THG PLC (LSE:THG) (THG) said in its preliminary FY 2025 results that group revenue increased 2.3% on a continuing constant-currency basis to £1,717.0m, Adjusted EBITDA was £76.6m (ahead of company guidance of c.£74m), and profit after tax turned positive to £54.1m following the disposal of Claremont Ingredients.
The company, parent to the MyProtein sports supplements brand, reported a strong H2 and record H2 performance, exiting the year with Q4 revenue growth of +7.2% and citing Lookfantastic UK growth of +16.2% in the UK & Ireland; THG Beauty recovered in H2 (+5.4% vs -5.9% H1). THG Nutrition grew across all four quarters, expanding Myprotein into over 40,000 retail doors and recording 43m licensed products sold in FY 2025, with activewear representing c.12% of D2C sales. "Today's results reflect the strength of our business models and the exceptional execution by the team," Matthew Moulding, CEO of THG, said.
Balance-sheet moves were material: the company flagged a £162m gross debt reduction alongside £103m cash proceeds from the Claremont sale and said it had c.£333m of cash and available facilities before any VAT claim proceeds.

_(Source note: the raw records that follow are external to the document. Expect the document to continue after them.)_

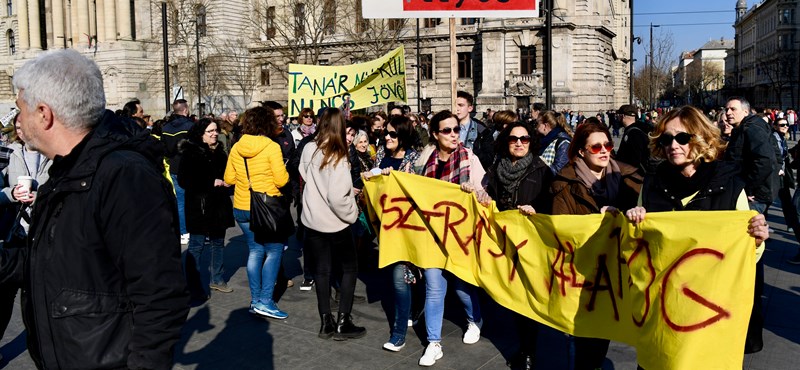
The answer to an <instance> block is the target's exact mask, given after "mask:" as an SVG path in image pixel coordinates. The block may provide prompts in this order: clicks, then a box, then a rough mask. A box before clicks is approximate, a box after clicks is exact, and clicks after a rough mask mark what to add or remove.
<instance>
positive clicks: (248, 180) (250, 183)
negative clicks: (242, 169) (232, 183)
mask: <svg viewBox="0 0 800 370" xmlns="http://www.w3.org/2000/svg"><path fill="white" fill-rule="evenodd" d="M242 159H244V173H245V174H247V187H248V189H250V190H251V191H252V190H253V183H252V182H250V169H248V168H247V158H244V157H242Z"/></svg>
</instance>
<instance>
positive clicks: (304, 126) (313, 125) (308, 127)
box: [300, 123, 317, 137]
mask: <svg viewBox="0 0 800 370" xmlns="http://www.w3.org/2000/svg"><path fill="white" fill-rule="evenodd" d="M315 131H317V124H316V123H314V124H312V125H311V126H306V125H300V134H302V135H303V137H306V136H308V135H311V134H313V133H314V132H315Z"/></svg>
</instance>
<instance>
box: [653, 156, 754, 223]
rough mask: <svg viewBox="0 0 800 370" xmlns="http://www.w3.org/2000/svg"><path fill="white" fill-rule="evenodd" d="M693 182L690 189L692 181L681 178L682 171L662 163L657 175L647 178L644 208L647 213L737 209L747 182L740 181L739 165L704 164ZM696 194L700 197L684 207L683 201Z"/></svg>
mask: <svg viewBox="0 0 800 370" xmlns="http://www.w3.org/2000/svg"><path fill="white" fill-rule="evenodd" d="M692 178H693V179H692V180H693V181H694V182H695V184H694V185H688V184H687V182H688V181H690V180H687V179H686V178H685V177H683V176H682V175H681V174H680V169H677V168H675V166H672V165H670V164H669V163H667V162H663V163H661V165H659V166H658V169H656V173H655V175H652V176H650V175H648V176H647V177H645V179H644V186H643V187H642V206H643V207H644V208H645V209H647V211H648V212H666V211H684V210H687V211H689V210H692V211H733V210H735V209H736V202H737V200H738V199H739V196H740V195H741V193H742V190H743V189H744V181H743V180H742V179H741V178H740V177H739V166H738V165H737V164H736V163H734V162H725V161H714V162H711V163H703V164H701V165H700V166H699V167H698V168H697V172H695V175H694V176H692ZM695 191H696V192H697V194H696V195H695V196H694V197H693V198H692V200H690V201H689V202H688V203H687V204H686V206H684V205H683V203H682V202H681V200H682V199H683V198H686V197H687V196H688V195H691V194H692V193H693V192H695ZM682 193H689V194H682Z"/></svg>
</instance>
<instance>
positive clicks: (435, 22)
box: [422, 18, 442, 28]
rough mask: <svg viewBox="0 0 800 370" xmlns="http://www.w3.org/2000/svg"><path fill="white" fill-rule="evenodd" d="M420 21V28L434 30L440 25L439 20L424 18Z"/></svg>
mask: <svg viewBox="0 0 800 370" xmlns="http://www.w3.org/2000/svg"><path fill="white" fill-rule="evenodd" d="M422 21H423V22H422V26H423V27H425V28H435V27H436V26H438V25H439V24H441V23H442V19H441V18H425V19H423V20H422Z"/></svg>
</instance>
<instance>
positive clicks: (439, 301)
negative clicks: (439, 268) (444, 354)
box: [425, 269, 481, 342]
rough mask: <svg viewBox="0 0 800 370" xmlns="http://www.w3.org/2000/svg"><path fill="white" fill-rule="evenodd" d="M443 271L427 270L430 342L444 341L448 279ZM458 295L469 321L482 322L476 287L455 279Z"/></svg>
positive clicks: (427, 314) (454, 278) (428, 327)
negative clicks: (444, 331) (444, 328)
mask: <svg viewBox="0 0 800 370" xmlns="http://www.w3.org/2000/svg"><path fill="white" fill-rule="evenodd" d="M442 272H443V271H442V269H425V329H426V330H427V331H428V342H441V341H442V320H443V318H444V297H445V295H446V294H447V279H446V278H445V277H444V275H442ZM453 283H454V284H455V286H456V295H458V299H460V300H461V303H463V304H464V311H466V313H467V321H469V322H474V323H478V322H480V321H481V306H480V304H479V303H478V294H477V293H478V292H477V291H476V290H475V287H473V286H472V285H469V284H467V283H465V282H463V281H462V280H461V279H459V278H455V277H454V281H453Z"/></svg>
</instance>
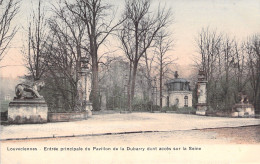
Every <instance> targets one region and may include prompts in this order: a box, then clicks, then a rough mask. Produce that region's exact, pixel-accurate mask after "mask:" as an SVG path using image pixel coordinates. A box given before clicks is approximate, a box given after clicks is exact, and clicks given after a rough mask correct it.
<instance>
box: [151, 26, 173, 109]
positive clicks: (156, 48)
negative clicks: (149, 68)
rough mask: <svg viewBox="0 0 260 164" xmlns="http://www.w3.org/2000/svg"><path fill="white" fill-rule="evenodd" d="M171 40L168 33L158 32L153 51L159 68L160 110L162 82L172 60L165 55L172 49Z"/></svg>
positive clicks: (160, 108)
mask: <svg viewBox="0 0 260 164" xmlns="http://www.w3.org/2000/svg"><path fill="white" fill-rule="evenodd" d="M172 46H173V40H172V39H171V35H170V33H167V32H165V31H160V32H159V33H158V35H157V37H156V43H155V50H154V52H155V53H156V57H157V63H158V66H159V92H160V110H162V98H163V95H162V93H163V80H164V79H165V76H166V74H167V73H169V65H170V64H173V59H171V58H170V56H169V55H167V52H168V51H169V50H171V49H172Z"/></svg>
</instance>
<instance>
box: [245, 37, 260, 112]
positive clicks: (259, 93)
mask: <svg viewBox="0 0 260 164" xmlns="http://www.w3.org/2000/svg"><path fill="white" fill-rule="evenodd" d="M244 47H245V49H246V52H247V54H248V68H249V74H250V84H251V87H252V89H253V103H254V106H255V108H256V110H257V112H259V111H260V103H259V102H260V35H259V34H258V35H254V36H252V37H250V38H249V39H248V41H247V42H246V43H244Z"/></svg>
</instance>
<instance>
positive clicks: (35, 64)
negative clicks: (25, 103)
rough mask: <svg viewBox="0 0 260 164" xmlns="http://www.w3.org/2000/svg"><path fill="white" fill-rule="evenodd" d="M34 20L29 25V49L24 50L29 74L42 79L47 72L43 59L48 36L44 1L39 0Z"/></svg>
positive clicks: (35, 78)
mask: <svg viewBox="0 0 260 164" xmlns="http://www.w3.org/2000/svg"><path fill="white" fill-rule="evenodd" d="M31 19H32V21H31V22H29V27H28V50H27V52H26V51H25V52H24V55H25V60H26V67H27V69H28V71H29V76H30V77H31V78H32V79H33V80H39V79H41V77H42V75H43V74H44V72H45V66H46V65H45V62H44V60H43V55H44V46H45V42H46V39H47V36H46V30H47V25H46V20H45V11H44V8H43V7H42V2H41V0H39V2H38V7H37V10H36V11H33V15H32V18H31Z"/></svg>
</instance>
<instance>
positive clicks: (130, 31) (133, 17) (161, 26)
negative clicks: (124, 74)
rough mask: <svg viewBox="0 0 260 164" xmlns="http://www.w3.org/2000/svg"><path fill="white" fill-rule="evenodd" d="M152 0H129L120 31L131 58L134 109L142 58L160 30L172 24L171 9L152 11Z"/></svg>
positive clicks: (129, 105)
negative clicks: (134, 96) (170, 20)
mask: <svg viewBox="0 0 260 164" xmlns="http://www.w3.org/2000/svg"><path fill="white" fill-rule="evenodd" d="M150 6H151V1H150V0H139V1H137V0H127V1H126V4H125V11H124V14H123V17H124V18H125V21H124V23H123V27H122V29H121V31H120V32H119V40H120V42H121V46H122V49H123V51H124V53H125V55H126V57H127V58H128V60H129V63H130V70H129V82H128V108H129V110H130V111H131V110H132V101H133V97H134V94H135V82H136V74H137V70H138V64H139V61H140V59H141V58H142V57H143V56H144V54H145V53H146V52H147V50H148V48H150V47H151V46H152V43H153V42H154V41H155V37H156V35H157V34H158V32H159V31H160V30H162V29H163V28H166V27H167V26H168V25H169V24H170V15H171V10H170V9H166V8H160V5H159V7H158V10H157V12H156V13H152V12H151V9H150Z"/></svg>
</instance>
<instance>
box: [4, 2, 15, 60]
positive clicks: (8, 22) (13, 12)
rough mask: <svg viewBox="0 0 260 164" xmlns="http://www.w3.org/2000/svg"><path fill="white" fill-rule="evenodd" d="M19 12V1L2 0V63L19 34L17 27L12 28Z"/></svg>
mask: <svg viewBox="0 0 260 164" xmlns="http://www.w3.org/2000/svg"><path fill="white" fill-rule="evenodd" d="M18 10H19V1H16V0H0V61H1V60H2V59H3V58H4V56H5V51H6V49H7V48H8V46H9V45H10V42H11V40H12V39H13V37H14V35H15V34H16V32H17V29H18V28H17V26H14V28H12V27H11V22H12V21H13V19H14V17H15V16H16V15H17V13H18Z"/></svg>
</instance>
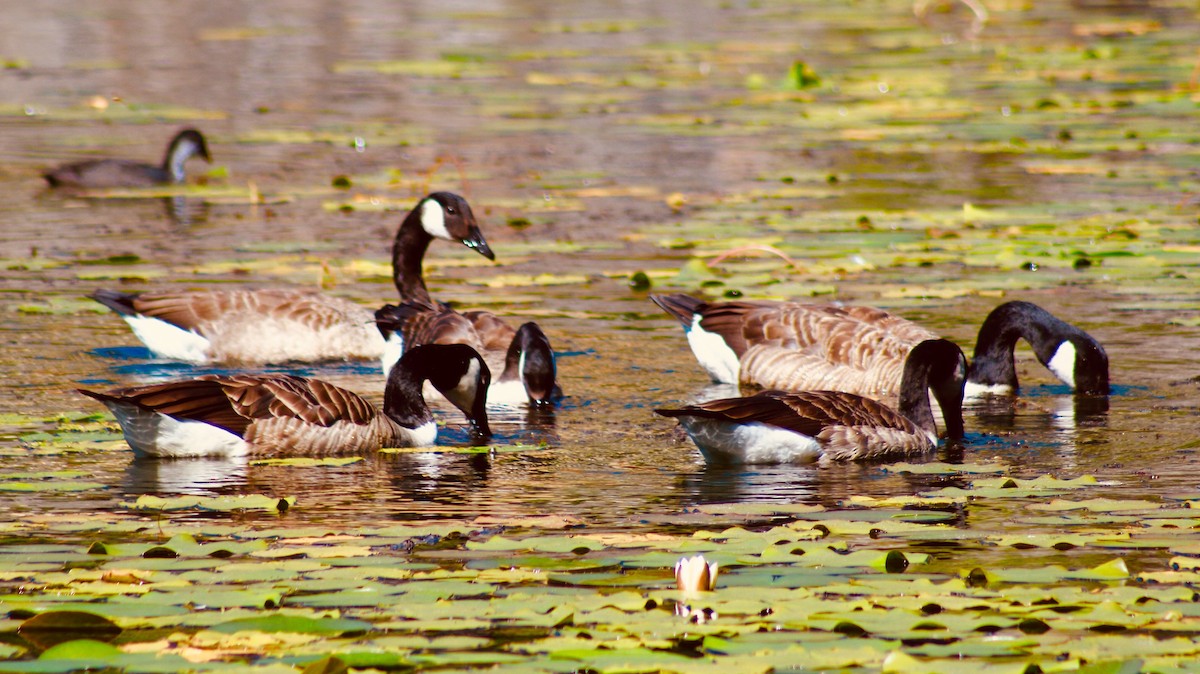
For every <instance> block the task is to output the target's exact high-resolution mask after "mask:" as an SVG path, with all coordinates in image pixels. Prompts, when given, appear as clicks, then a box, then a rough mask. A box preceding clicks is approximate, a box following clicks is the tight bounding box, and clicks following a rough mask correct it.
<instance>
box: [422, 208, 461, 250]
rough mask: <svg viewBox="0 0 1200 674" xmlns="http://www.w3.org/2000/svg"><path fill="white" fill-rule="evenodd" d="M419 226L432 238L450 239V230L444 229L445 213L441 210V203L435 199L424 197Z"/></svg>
mask: <svg viewBox="0 0 1200 674" xmlns="http://www.w3.org/2000/svg"><path fill="white" fill-rule="evenodd" d="M421 228H424V229H425V233H426V234H428V235H430V236H432V237H434V239H445V240H446V241H450V240H452V239H454V237H452V236H450V230H448V229H446V213H445V211H443V210H442V204H439V203H438V201H437V200H436V199H426V200H425V203H424V204H421Z"/></svg>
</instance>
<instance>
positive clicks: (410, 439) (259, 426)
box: [78, 344, 491, 458]
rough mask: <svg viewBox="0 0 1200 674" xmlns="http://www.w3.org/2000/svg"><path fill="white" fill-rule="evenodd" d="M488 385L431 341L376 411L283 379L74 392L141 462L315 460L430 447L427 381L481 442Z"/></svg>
mask: <svg viewBox="0 0 1200 674" xmlns="http://www.w3.org/2000/svg"><path fill="white" fill-rule="evenodd" d="M490 379H491V373H490V371H488V369H487V363H485V362H484V360H482V359H481V357H480V356H479V354H478V353H475V351H474V350H472V349H470V348H469V347H464V345H461V344H451V345H437V344H431V345H427V347H420V348H416V349H412V350H409V351H408V353H407V354H404V356H403V357H402V359H401V360H400V362H397V363H396V367H394V368H392V369H391V372H390V373H389V375H388V383H386V386H385V387H384V395H383V410H382V411H380V410H379V409H378V408H376V407H374V405H373V404H371V403H370V402H367V401H366V399H365V398H362V397H361V396H359V395H358V393H354V392H353V391H348V390H346V389H341V387H338V386H334V385H332V384H329V383H326V381H322V380H319V379H306V378H302V377H293V375H289V374H232V375H218V374H205V375H202V377H198V378H196V379H190V380H185V381H168V383H164V384H150V385H148V386H134V387H130V389H118V390H114V391H108V392H96V391H88V390H84V389H79V390H78V391H79V392H80V393H83V395H85V396H89V397H91V398H95V399H97V401H100V402H102V403H104V405H106V407H108V409H109V410H112V413H113V415H114V416H116V421H118V423H120V425H121V431H122V433H124V434H125V439H126V441H127V443H128V444H130V447H131V449H132V450H133V452H134V455H137V456H139V457H158V458H184V457H200V456H227V457H234V456H246V455H257V456H276V457H293V456H294V457H300V456H306V457H313V456H334V455H346V453H361V452H366V451H372V450H378V449H380V447H410V446H427V445H432V444H433V441H434V439H436V438H437V423H436V422H434V420H433V414H432V413H431V411H430V408H428V405H426V403H425V398H424V397H422V396H421V387H422V383H424V381H430V383H432V385H433V386H434V387H436V389H437V390H438V391H442V393H443V395H444V396H445V397H446V398H448V399H449V401H450V402H451V403H454V404H455V407H457V408H458V409H461V410H462V411H463V413H464V414H466V415H467V420H468V421H469V422H470V425H472V429H473V432H474V434H475V435H476V437H488V435H490V434H491V429H490V428H488V425H487V411H486V391H487V386H488V384H490Z"/></svg>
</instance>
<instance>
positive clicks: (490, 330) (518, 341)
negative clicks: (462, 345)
mask: <svg viewBox="0 0 1200 674" xmlns="http://www.w3.org/2000/svg"><path fill="white" fill-rule="evenodd" d="M376 324H377V325H378V326H379V332H380V333H383V337H384V341H385V342H386V343H388V347H386V349H385V350H384V355H383V359H382V362H383V368H384V371H386V369H388V368H389V367H391V363H394V362H396V359H397V357H398V355H400V354H402V353H404V349H410V348H414V347H416V345H419V344H467V345H469V347H472V348H474V349H475V350H478V351H479V353H480V354H482V355H484V359H485V360H486V361H487V363H488V366H490V367H491V368H492V369H493V371H497V372H499V373H500V375H499V377H497V378H496V379H493V380H492V386H491V387H490V389H488V390H487V402H488V403H490V404H508V405H512V404H518V403H523V402H529V404H533V405H547V404H552V403H553V401H554V398H557V397H559V396H560V395H562V391H560V390H559V387H558V384H557V383H556V374H557V371H556V367H554V351H553V350H552V349H551V347H550V339H548V338H547V337H546V333H545V332H542V331H541V327H539V326H538V324H536V323H532V321H530V323H526V324H523V325H521V327H518V329H516V330H512V327H510V326H509V325H508V324H506V323H504V321H502V320H500V319H499V318H497V317H496V315H494V314H491V313H488V312H466V313H458V312H456V311H455V309H452V308H450V307H449V306H448V305H445V303H437V305H426V303H420V302H404V303H403V305H400V306H395V305H385V306H384V307H383V308H380V309H378V311H376Z"/></svg>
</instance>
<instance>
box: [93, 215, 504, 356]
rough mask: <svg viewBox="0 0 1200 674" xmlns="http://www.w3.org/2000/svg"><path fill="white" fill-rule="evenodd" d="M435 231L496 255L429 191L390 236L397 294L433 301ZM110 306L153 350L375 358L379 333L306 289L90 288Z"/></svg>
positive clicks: (378, 341)
mask: <svg viewBox="0 0 1200 674" xmlns="http://www.w3.org/2000/svg"><path fill="white" fill-rule="evenodd" d="M434 239H442V240H445V241H457V242H460V243H462V245H463V246H467V247H468V248H472V249H474V251H476V252H479V253H480V254H481V255H484V257H486V258H487V259H496V255H494V254H493V253H492V249H491V248H490V247H488V246H487V241H486V240H485V239H484V234H482V233H481V231H480V229H479V223H478V222H476V221H475V216H474V213H473V212H472V210H470V206H469V205H468V204H467V200H466V199H463V198H462V197H460V195H457V194H454V193H450V192H434V193H432V194H430V195H427V197H425V198H424V199H421V200H420V201H418V204H416V206H414V207H413V210H412V211H410V212H409V213H408V216H407V217H406V218H404V222H403V223H401V225H400V229H398V230H397V233H396V240H395V243H394V245H392V277H394V281H395V284H396V290H397V291H398V293H400V297H401V299H402V300H415V301H421V302H430V301H431V300H430V291H428V289H427V288H426V285H425V279H424V277H422V273H421V261H422V259H424V258H425V251H426V249H427V248H428V246H430V242H431V241H433V240H434ZM89 296H90V297H91V299H94V300H96V301H97V302H101V303H103V305H104V306H107V307H109V308H112V309H113V311H115V312H116V313H118V314H120V315H121V318H124V319H125V321H126V323H127V324H128V325H130V327H131V329H132V330H133V333H134V336H137V338H138V339H140V341H142V343H144V344H145V345H146V348H149V349H150V350H151V351H152V353H154V354H155V356H157V357H163V359H173V360H181V361H187V362H197V363H208V362H221V363H281V362H292V361H299V362H314V361H329V360H374V359H378V357H380V355H382V354H383V350H384V341H383V337H382V336H380V335H379V330H378V329H376V326H374V315H373V313H372V311H371V309H370V308H367V307H364V306H361V305H359V303H356V302H353V301H350V300H347V299H342V297H335V296H331V295H325V294H322V293H316V291H312V290H299V289H258V290H203V291H180V293H142V294H133V293H121V291H118V290H106V289H101V290H97V291H96V293H94V294H92V295H89Z"/></svg>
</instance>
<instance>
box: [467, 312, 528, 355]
mask: <svg viewBox="0 0 1200 674" xmlns="http://www.w3.org/2000/svg"><path fill="white" fill-rule="evenodd" d="M462 315H463V317H466V318H467V320H469V321H470V325H472V327H473V329H474V330H475V335H478V336H479V343H480V345H481V347H482V349H475V350H478V351H479V353H486V351H506V350H508V348H509V344H511V343H512V338H514V337H515V336H516V333H517V331H516V330H515V329H514V327H512V326H511V325H509V324H508V323H504V321H503V320H500V319H499V317H497V315H496V314H493V313H492V312H485V311H478V309H476V311H469V312H463V313H462Z"/></svg>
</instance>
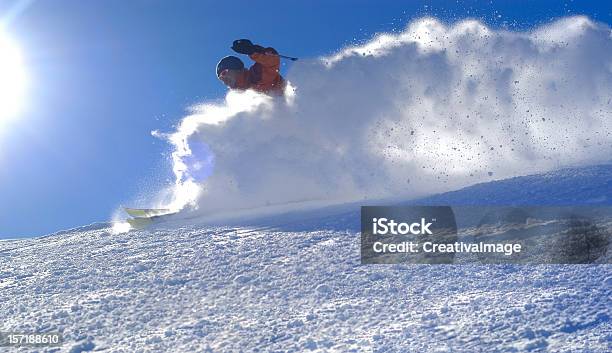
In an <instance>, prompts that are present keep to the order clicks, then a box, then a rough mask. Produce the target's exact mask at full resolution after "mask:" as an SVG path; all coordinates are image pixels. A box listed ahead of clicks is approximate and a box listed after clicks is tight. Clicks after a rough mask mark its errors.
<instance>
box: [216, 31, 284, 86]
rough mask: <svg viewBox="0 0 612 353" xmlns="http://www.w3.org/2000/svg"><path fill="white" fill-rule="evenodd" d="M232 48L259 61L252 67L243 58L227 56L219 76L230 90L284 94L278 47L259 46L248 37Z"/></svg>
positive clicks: (253, 65) (254, 64)
mask: <svg viewBox="0 0 612 353" xmlns="http://www.w3.org/2000/svg"><path fill="white" fill-rule="evenodd" d="M232 50H234V51H235V52H237V53H240V54H246V55H248V56H249V57H250V58H251V59H253V60H254V61H255V64H253V66H251V67H250V68H249V69H248V70H247V69H246V68H245V67H244V63H243V62H242V60H240V59H239V58H237V57H235V56H231V55H230V56H226V57H225V58H223V59H221V61H219V63H218V64H217V77H218V78H219V80H221V81H222V82H223V83H224V84H225V85H226V86H227V87H229V88H230V89H239V90H246V89H253V90H256V91H259V92H263V93H268V94H277V95H281V94H283V91H284V89H285V80H284V79H283V77H282V76H281V75H280V72H279V70H280V56H279V54H278V52H277V51H276V50H275V49H274V48H264V47H262V46H261V45H255V44H253V43H251V41H250V40H248V39H239V40H235V41H234V43H233V45H232Z"/></svg>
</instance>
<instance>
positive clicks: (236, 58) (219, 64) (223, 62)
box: [217, 55, 244, 77]
mask: <svg viewBox="0 0 612 353" xmlns="http://www.w3.org/2000/svg"><path fill="white" fill-rule="evenodd" d="M242 69H244V63H243V62H242V60H240V59H238V58H237V57H235V56H232V55H230V56H226V57H225V58H223V59H221V61H219V63H218V64H217V77H219V75H220V74H221V71H223V70H242Z"/></svg>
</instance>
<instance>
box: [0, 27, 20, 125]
mask: <svg viewBox="0 0 612 353" xmlns="http://www.w3.org/2000/svg"><path fill="white" fill-rule="evenodd" d="M25 88H26V74H25V69H24V66H23V62H22V58H21V53H20V51H19V48H18V47H17V45H16V44H15V43H14V42H13V41H12V40H11V39H10V38H9V37H8V36H6V35H5V34H4V33H2V32H1V31H0V126H1V125H2V123H3V122H6V121H8V120H10V119H13V118H15V117H16V116H17V115H18V114H19V111H20V109H21V107H22V103H23V96H24V93H25Z"/></svg>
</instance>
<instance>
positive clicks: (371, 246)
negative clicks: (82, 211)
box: [361, 206, 612, 264]
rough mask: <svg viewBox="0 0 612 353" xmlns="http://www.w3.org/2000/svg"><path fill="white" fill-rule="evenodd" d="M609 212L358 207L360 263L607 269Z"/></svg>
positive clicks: (556, 209)
mask: <svg viewBox="0 0 612 353" xmlns="http://www.w3.org/2000/svg"><path fill="white" fill-rule="evenodd" d="M611 234H612V207H584V206H581V207H549V206H546V207H544V206H537V207H536V206H526V207H520V206H363V207H361V263H362V264H397V263H413V264H453V263H483V264H506V263H513V264H597V263H599V264H609V263H612V261H611V254H612V251H611V250H610V248H611V246H612V238H611Z"/></svg>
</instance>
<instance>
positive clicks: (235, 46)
mask: <svg viewBox="0 0 612 353" xmlns="http://www.w3.org/2000/svg"><path fill="white" fill-rule="evenodd" d="M232 50H233V51H235V52H236V53H240V54H246V55H251V54H253V53H263V52H264V51H265V49H264V47H262V46H261V45H254V44H253V43H251V41H250V40H248V39H238V40H235V41H234V44H233V45H232Z"/></svg>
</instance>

Operating profit improved to £8.1m from a £147.9m loss in FY 2024, and the filing said a favourable First Tier Tribunal ruling on protein powders has led THG to submit retrospective VAT claims totalling c.£78m (c.£60m for protein powders and c.£18m for certain supplements), with HMRC due to provide a substantive update by the end of Spring 2026.
THG left FY 2026 expectations unchanged and said net debt is expected to fall to between c.£110m–£130m before any strategic asset disposals, driven by anticipated free cash flow of c.£25m–£50m and potential VAT repayments.